LDs universally exist in organisms and accumulate, especially in the metabolism organs/tissues. Comprehensive proteome studies have focused mainly on lower invertebrates, such as in Drosophila (9, 28). An in-depth LD proteome dataset in higher vertebrates was not readily available. Only a limited number of LDPs were reported (12, 29–31, 34). The most comprehensive list of LDPs was reported by Khan et al. (12), which includes 1,520 LDPs in mouse livers following high-fat feeding using iTRAQ. Additionally, 1,070 and 1,481 LDPs were identified in the C2C12 myoblasts (29) and Drosophila S2 cells (28), respectively. Our study differs from the previous ones in that we defined LDPs as proteins that were significantly enriched in abundance from whole proteome, as opposed to those identified from isolated LD fraction (10, 11, 29–34). The fact that our dataset covered over 80% of all previously identified LDPs suggests that our LD sub-proteome is reliable.
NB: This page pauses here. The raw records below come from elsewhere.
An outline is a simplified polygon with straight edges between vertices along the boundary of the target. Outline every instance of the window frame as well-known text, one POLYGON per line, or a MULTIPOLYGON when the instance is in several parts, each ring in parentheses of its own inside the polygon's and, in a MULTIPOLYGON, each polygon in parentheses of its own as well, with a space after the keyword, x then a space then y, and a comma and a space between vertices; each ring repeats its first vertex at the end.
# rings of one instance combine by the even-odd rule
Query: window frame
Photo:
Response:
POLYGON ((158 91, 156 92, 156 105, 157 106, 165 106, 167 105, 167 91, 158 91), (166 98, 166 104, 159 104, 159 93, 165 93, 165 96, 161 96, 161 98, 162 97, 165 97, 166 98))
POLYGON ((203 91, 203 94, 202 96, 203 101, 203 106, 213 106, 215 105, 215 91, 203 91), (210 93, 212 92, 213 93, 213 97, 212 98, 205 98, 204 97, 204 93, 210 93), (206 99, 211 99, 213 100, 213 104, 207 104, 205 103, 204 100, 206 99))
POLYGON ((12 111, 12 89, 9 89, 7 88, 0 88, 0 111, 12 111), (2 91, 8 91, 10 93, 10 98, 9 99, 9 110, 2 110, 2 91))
We further classified 101 proteins as core LDPs and another 823 proteins as periphery LDPs based on different enrichment factors, taking into consideration the dynamic nature of the LD organelle.

Hepatosteatosis is the first step in the pathophysiologic continuum of a number of liver diseases, such as NAFLD (51), alcoholic liver disease (52), and viral hepatitis (53), among others, suggesting the vulnerability of liver lipid metabolism in response to exogenous stimuli. Our data indicated that metabolic pathways in fatty liver were highly induced in TG metabolism, while they were suppressed in phospholipid metabolism. This was consistent with a lipidomics report (54) and suggested a metabolic imbalance between neutral lipid and phospholipid in fatty liver.
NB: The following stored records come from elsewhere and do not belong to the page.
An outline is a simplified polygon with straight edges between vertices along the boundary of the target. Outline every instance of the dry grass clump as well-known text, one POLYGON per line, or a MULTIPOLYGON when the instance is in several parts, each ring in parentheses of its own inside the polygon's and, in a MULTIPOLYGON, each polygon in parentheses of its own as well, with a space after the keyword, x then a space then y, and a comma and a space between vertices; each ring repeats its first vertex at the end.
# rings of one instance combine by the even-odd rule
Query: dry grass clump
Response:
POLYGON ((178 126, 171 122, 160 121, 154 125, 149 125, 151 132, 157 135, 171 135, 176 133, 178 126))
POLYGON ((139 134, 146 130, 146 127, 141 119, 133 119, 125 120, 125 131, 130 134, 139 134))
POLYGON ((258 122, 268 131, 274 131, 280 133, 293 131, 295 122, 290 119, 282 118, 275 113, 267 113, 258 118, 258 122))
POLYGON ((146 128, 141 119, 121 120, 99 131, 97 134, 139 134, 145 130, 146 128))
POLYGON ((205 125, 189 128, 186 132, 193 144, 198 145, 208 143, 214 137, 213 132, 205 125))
The association between vitamin D deficiency and NAFLD has been increasingly recognized (55). Vitamin D level is low in NAFLD patients (56, 57) and administration of vitamin D is efficacious in preventing NAFLD (58). Our data showed that five key enzymes involved in generating vitamin D precursors are decreased in fatty liver, which indicated a deficiency in precursor zymosterol in vitamin D synthesis, reenforcing the relationship between vitamin D and NAFLD reported before (56). This observation suggested that the decrease of vitamin D in fatty liver might be irreversible, because a chain of key metabolic enzymes was downregulated. Moreover, our findings indicated that pathways of immune and inflammatory response were stimulated, while regulation and reparability of ROS, DNA damage, cell death were suppressed in the fatty mouse liver.
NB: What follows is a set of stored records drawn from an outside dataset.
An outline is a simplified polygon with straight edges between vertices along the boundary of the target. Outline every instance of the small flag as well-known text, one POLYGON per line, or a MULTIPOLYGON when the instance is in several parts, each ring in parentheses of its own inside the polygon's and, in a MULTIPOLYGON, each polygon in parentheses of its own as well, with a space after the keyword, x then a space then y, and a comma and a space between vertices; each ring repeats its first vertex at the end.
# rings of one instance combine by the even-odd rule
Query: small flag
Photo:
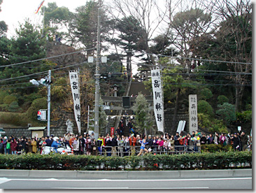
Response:
POLYGON ((38 8, 37 8, 37 10, 36 10, 36 12, 35 12, 35 14, 36 14, 36 13, 38 13, 39 10, 40 10, 41 7, 43 6, 43 4, 44 1, 43 1, 40 3, 40 5, 38 6, 38 8))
With a catalog of LDPs in fatty liver, we focused on one candidate, S100a10, for further functional characterization. Both S100a10 and its binding partner, annexin A2, were enriched in liver LDs in physiological conditions, and were further increased with HFD. Based on these results, we initially hypothesized that knockdown of S100a10 might alleviate hepatosteatosis induced by HFD feeding. Opposite to our predictions, hepatosteatosis was accelerated in HFD when S100a10 was knocked down, suggesting that S100a10 may inhibit hepatosteatosis. We speculated that S100a10 played a compensatory role in the process, that its upregulation was a consequence rather than the cause of hepatosteatosis. Further proteomics analyses seemed to suggest that excessive lipid uptake and lipid sequestration, but not lipid synthesis, were contributing factors for the accelerated hepatosteatosis in HFD-fed mice lacking hepatic S100a10. These analyses were consistent with reduced serum TG, implying an imbalanced lipid flux from blood to liver. These postulations were further corroborated with our in vitro findings that S100A10 colocalized with LDs and coexpressed with a number of transport proteins, demonstrating that S100A10 was a LDP that potentially mediated lipid transport and trafficking. Moreover, S100A10 was found to be unregulated in HCC patients (47) and positively correlated with tumor progression, suggesting a close relationship between S100A10 and liver disease. Recently, Svenningsson et al. (59) showed that S100A10 interacts with SMARCA3 and forms a transcriptional machine in regulating gene expression. The detailed molecular mechanism by which S100A10 regulates LDPs and lipid metabolism proteins deserves further investigation.